Menurut Kusmawati dan Hartono (2011) hilangnya kemampuan manusia dalam membedakan rangsangan internal (pikiran) dan rangsangan eksternal (dunia luar) disebut Halusinasi yang dimana klien memberi persepsi atau rangsangan yang nyata atau pendapatan tentang lingkungan tanpa objek. Terapi aktivitas kelompok stimulasi persepsi adalah salah satu  dari penatalaksanaan pada pasien halusinasi. Dari 20 pasien skizofrenia yang mengalami halusinasi sebanyak 10 orang dengan persentase sebesar 50% berjenis kelamin laki-laki dan sebanyak 10 orang dengan persentase sebesar 50% berjenis kelamin perempuan.  sebagian besar yaitu 16 orang dengan persentase 80% memiliki kemampuan mengontrol halusinasi kurang sebelum dilakukan terapi aktivitas kelompok stimulasi persepsi orang dengan persentase sebesar memiliki kemampuan mengontrol halusinasi katagori cukup. hal tersebut terjadi karena semua responden belum pernah mendapat pengetahuan tentang pengenalan halusinasi yang dialami dan cara mengontrol bila halusinasi muncul. Dari 20 pasien skizofrenia mengontrol halusinasi sebagian besar yaitu 18 orang mengalami kemampuan yang baik dengan persentase 90% dan sebanyak 2 orang dengan persentase sebesar 10%  mengalami kemampuan cukup. terjadinya peningkatan kemampuan mengontrol halulusinasi setelah diberikan terapi aktivitas kelompok stimulasi persepsi disebabkan karena dapat merangsang atau menstimulasikan responden melalui kegiatan yang disukainya dan mendiskusikan aktivitas yang telah dilakukan dengan tujuan membantu anggotanya berhubungan dengan orang lain serta mengubah perilaku yang destruktif dan maladatif.(1)

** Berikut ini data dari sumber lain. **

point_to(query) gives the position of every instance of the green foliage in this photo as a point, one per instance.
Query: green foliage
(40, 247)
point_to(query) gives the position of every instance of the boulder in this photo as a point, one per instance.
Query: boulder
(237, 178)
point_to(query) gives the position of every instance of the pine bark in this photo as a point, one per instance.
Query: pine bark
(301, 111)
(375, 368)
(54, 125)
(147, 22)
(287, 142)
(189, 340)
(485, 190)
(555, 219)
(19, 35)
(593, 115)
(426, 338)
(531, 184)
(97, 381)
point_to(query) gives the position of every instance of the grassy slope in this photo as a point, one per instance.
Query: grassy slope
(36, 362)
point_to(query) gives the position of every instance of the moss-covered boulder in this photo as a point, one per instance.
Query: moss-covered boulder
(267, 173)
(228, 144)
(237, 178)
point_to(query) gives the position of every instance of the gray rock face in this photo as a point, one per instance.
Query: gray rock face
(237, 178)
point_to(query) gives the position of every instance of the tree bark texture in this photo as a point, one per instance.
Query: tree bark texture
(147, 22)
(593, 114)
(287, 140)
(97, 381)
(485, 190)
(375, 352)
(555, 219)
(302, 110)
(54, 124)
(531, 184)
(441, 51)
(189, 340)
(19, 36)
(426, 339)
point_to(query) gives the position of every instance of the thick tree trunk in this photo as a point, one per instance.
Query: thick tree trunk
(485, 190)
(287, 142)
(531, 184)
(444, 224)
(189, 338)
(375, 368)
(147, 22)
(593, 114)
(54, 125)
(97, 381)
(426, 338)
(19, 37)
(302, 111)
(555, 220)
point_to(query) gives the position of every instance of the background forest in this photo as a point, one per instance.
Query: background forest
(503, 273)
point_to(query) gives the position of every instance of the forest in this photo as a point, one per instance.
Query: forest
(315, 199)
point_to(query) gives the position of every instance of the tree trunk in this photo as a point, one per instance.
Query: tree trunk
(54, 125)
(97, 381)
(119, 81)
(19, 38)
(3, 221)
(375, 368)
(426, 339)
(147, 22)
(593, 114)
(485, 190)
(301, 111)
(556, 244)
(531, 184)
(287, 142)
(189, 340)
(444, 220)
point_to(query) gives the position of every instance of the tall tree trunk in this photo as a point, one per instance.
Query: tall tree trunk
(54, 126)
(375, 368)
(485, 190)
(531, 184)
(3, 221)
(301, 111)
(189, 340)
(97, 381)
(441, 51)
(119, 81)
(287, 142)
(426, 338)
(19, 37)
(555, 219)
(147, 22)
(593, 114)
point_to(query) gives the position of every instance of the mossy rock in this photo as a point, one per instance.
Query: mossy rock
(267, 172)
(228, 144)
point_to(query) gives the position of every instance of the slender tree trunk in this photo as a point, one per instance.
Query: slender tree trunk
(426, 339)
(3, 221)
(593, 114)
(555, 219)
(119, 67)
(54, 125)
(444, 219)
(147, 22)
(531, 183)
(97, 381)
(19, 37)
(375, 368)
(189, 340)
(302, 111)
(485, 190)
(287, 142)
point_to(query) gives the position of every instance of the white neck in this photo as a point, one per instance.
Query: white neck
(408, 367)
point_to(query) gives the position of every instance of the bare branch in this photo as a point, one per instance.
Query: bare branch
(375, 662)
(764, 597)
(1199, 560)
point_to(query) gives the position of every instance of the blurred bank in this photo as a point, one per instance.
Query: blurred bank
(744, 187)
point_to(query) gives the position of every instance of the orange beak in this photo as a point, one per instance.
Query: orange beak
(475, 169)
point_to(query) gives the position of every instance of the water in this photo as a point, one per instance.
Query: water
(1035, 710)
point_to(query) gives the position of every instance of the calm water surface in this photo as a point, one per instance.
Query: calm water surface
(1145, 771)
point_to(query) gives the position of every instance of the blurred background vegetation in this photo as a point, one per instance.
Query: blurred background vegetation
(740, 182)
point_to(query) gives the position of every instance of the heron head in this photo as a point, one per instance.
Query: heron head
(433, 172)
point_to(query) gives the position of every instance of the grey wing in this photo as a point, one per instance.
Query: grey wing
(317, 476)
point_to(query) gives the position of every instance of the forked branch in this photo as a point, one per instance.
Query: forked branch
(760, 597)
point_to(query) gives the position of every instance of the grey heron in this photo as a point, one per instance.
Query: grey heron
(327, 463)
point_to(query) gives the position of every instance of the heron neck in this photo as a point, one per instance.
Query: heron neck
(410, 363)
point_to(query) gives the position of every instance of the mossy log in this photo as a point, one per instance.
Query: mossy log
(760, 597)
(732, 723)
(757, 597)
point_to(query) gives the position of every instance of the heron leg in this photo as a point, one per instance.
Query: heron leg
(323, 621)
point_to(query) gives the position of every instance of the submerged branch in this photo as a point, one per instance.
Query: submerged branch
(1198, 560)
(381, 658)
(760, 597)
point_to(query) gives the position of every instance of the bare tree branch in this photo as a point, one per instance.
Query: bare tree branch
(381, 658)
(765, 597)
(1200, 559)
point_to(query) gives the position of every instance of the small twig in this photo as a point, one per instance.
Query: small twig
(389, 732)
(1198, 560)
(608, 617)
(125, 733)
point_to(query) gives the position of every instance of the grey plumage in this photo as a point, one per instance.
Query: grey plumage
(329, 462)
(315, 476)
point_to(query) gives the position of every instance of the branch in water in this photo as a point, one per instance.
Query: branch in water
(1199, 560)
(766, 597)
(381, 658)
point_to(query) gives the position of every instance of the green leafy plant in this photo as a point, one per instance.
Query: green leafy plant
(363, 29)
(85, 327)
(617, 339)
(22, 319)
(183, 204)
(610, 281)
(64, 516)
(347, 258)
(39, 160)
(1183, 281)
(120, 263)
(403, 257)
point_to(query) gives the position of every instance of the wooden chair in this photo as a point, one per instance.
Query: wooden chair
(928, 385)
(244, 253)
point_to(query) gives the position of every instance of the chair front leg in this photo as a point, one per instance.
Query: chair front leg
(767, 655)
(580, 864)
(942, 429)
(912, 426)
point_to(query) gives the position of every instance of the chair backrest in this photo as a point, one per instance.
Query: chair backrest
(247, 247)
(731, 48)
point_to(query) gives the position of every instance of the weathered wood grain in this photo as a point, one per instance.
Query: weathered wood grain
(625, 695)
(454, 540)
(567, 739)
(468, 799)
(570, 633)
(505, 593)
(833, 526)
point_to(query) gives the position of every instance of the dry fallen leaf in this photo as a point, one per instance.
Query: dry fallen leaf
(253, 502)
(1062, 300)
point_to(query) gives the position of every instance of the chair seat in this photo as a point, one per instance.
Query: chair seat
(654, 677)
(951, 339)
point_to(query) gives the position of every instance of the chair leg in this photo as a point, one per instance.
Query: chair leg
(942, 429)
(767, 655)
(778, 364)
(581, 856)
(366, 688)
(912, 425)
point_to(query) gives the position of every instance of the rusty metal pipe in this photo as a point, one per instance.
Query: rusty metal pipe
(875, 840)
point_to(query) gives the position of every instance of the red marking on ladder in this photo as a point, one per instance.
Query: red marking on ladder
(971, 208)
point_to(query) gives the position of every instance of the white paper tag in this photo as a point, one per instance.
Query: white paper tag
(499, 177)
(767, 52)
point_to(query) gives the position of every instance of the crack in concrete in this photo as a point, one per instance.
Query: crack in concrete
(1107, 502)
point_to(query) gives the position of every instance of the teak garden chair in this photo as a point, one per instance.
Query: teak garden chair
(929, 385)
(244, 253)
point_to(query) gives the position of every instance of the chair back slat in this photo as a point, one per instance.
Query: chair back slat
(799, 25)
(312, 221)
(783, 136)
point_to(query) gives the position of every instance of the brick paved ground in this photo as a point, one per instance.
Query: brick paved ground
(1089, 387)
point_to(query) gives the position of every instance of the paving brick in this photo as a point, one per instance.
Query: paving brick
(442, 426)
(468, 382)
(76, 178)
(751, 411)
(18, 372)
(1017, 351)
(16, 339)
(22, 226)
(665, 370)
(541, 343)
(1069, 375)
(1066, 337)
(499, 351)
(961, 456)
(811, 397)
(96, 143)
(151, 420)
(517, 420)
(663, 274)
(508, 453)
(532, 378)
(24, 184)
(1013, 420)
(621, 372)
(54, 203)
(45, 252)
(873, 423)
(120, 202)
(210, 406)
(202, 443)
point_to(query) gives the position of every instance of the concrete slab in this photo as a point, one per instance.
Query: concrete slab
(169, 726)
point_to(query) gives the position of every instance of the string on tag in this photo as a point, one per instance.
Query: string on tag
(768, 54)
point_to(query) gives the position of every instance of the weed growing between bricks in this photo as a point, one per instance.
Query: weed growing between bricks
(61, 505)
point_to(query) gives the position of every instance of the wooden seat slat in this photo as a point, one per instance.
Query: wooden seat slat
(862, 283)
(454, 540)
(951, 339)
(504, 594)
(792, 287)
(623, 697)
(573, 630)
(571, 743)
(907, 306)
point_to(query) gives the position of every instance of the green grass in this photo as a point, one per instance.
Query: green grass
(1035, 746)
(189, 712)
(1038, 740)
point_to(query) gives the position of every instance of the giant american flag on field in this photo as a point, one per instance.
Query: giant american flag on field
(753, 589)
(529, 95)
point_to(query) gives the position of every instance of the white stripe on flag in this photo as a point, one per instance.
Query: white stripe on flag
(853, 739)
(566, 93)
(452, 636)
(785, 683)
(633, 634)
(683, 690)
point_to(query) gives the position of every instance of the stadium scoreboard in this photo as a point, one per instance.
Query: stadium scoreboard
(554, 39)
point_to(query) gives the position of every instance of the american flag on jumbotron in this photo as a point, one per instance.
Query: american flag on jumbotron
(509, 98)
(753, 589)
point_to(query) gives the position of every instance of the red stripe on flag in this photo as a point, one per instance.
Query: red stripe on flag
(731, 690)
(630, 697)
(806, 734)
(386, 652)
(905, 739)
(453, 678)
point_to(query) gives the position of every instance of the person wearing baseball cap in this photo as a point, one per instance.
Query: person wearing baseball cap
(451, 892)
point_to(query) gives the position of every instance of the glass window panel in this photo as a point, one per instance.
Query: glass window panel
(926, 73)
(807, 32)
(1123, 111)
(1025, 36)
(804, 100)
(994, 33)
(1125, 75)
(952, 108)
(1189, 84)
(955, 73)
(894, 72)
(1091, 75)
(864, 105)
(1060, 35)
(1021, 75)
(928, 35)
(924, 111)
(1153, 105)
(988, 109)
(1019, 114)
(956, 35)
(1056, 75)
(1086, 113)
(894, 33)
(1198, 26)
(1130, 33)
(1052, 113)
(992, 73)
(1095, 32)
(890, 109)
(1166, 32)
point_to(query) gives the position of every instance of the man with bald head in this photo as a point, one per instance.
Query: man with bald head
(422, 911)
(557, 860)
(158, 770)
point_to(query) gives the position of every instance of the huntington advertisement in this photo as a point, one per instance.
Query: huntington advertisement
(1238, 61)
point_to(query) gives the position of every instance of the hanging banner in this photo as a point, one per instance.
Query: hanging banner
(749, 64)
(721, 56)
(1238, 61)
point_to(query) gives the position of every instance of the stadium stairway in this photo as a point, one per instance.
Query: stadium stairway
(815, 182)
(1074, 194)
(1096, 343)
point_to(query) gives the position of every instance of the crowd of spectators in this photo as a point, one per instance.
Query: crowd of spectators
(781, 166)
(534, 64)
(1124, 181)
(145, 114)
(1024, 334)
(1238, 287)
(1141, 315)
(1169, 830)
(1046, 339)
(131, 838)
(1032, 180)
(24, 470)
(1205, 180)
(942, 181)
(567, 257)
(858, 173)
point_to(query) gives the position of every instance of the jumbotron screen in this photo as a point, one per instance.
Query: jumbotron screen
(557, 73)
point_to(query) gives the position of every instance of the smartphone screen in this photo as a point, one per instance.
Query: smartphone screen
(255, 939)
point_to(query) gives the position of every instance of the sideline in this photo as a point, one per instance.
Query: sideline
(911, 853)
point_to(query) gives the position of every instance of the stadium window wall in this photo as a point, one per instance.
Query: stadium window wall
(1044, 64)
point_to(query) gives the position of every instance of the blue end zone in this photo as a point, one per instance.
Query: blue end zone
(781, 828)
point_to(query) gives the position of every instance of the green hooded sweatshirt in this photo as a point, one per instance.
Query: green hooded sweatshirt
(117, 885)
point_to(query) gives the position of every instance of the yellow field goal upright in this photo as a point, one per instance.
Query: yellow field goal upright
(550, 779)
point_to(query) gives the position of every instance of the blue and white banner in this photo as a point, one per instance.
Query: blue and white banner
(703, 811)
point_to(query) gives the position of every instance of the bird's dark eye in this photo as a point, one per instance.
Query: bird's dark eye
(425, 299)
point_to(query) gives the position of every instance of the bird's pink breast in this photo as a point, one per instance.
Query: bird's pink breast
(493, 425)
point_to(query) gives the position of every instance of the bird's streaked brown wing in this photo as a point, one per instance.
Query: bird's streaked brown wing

Menurut kaliat & akemat (2005) terapi aktifitas kelompok dibagi sesuai dengan kebutuhan yaitu stimulus perspsi ,stimulus sensoris , orientasi realita, dan sosialisasi Menurut  Chaudhury (2010), Psikoterapi induvidu dan terapi kelompok merupakan salah satu terapi mododalitas yang diberikan pada klien skizofrenia yang mengalami halusinasi.terapi kelompok adalah metode pengobatan yang tenaganya memenuhi persyaratan tertentu dimana klien dapat ditemui dalam kesepakatan waktu.sedangkan fokus terapi adalah menjadikan klien pulih atau sadar diri, bisa membuat perubahan,peningkatan hubungan interpersonal atau ketiganya.(1)Tercapainya kemandirian bagi pasien yaitu  ditinjau dari pandangan kesehatan jiwa dalam target terapi kelompok adalah kemampuan seseorang untuk mengontrol tindakan, perasaan dan pengambilan keputusan sendiri. Diharapkan respon yang timbul dari diri pasien terhadap berbagai stimulus yang adaftif dalam kehidupan yaitu dengan melatih klien memersepsikan stimulus yang disediakan atau yang pernah terjadi padanya.(2)
           
Pasien yang banyak pengalaman akan mendapat lebih banyak informasi dan upan balik dari anggota kelompok lainnya karena frekuensi halusinasi akan menurun lewat kegiatan TAK yang berpengaruh  sehingga stimulasi persepsi responden mendapat pengalaman satu sama lain. Dari situlah terapi aktifitas kelompok pasien ingin mengungkapkan komunikasinya secara verbal pada saat mengikuti TAK.(3) Halusinasi pendengaran ( juga dikenal sebagai suara ) adalah yang paling umum melaporkan bentuk halusinasi dan memiliki prevalensi seumur hidup dari 70 % pada individu didiagnosis dengan gangguan skizofrenia dan terkait ( Landmark , Merskey , Cernovsky , & Helmes , 1990) .(4)  terapi ini juga  dapat dibuktikan bisa mengurangi efek halusinasi.(5) Pasien akan mengidap gangguan dalam mempersepsikan stimulus yang dialaminya karena klien dianggap penilaiannya negatif sehingga klien cenderung akan memendam perasaan dan klien akan mencari solusi yang menurutnya baik yang akan mengakibatkan dirinya mulai memikirkan hal-hal yang menurutnya menyenangkan yang akan menarik dirinya sendiri.dan karena itulah klien belum mampu mengubah perilaku dan pikiran positif.(6)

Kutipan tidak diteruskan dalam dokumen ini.